A rather large asteroid — discovered less than three weeks ago — is set to to fly past the Earth at a distance not seen in nearly a decade.
The asteroid, dubbed 2015 TB145, was discovered on October 10 by astronomers using the Pan-STARRS telescope. The object measures about 280 to 620 metres (920 to 2,034 feet) in diameter, so it's pretty big — about the size of a skyscraper. Or two. Not only that, it's moving at a velocity of 35 km/s (78,830 mph or 12,600 km/h), which NASA describes as "unusually high."
Image credit: NASA
When 2015 TB145 makes its closest approach on October 31, it will zoom past the Earth at a scant 0.0032 AU, or 1.3 lunar distances. That's about 479,000 km or 297,000 miles. This will be the closest object to flyby Earth since 2006 when NEO 2004 XP14 flew past at 1.1 lunar distances.
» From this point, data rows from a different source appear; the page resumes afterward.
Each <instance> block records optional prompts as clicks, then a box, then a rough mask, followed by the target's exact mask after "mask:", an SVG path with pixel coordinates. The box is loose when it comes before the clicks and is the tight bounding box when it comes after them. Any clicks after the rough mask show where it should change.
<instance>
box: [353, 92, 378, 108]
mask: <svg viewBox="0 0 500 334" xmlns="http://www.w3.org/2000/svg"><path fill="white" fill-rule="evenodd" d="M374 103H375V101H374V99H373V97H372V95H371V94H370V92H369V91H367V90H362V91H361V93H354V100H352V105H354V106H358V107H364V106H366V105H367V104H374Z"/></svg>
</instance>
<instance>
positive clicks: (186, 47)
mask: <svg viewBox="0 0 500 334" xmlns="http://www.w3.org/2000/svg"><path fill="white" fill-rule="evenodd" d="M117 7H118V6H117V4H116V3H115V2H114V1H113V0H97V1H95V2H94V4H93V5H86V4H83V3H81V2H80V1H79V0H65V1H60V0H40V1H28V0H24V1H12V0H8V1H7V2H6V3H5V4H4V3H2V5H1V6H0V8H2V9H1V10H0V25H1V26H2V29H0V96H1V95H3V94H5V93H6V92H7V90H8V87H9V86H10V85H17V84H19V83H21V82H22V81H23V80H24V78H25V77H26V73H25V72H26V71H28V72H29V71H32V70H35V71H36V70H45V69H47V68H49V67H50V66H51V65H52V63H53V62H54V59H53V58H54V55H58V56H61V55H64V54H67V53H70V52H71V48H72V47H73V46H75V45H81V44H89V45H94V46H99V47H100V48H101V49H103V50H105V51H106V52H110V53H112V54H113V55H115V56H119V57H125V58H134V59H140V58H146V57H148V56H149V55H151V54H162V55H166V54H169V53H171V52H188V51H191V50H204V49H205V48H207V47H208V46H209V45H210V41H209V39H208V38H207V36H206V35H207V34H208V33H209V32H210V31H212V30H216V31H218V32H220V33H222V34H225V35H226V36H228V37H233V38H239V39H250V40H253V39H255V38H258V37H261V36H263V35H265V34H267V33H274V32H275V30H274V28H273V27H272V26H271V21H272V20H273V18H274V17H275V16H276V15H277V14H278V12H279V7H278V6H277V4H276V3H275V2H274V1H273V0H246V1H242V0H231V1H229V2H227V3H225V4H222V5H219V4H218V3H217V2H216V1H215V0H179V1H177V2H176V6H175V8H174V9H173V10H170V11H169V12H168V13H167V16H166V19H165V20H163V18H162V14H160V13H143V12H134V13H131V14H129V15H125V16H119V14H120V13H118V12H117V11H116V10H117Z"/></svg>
After the Halloween flyby, no object will come as close again until August 2027 when NEO 1999 AN10 will approach within 1.0 lunar distance.
NASA says that 2015 TB145 will safely pass by the Earth and continue to following along its exceptionally eccentric and high-inclination orbit — which may explain why it wasn't discovered until only a few weeks ago.
During the flyby, the asteroid will reach a magnitude luminosity of 10, so it should be observable to astronomers with telescopes. It will be seen best in the Northern Hemisphere, though the moon will be a relatively bright 80% waning gibbous at the time.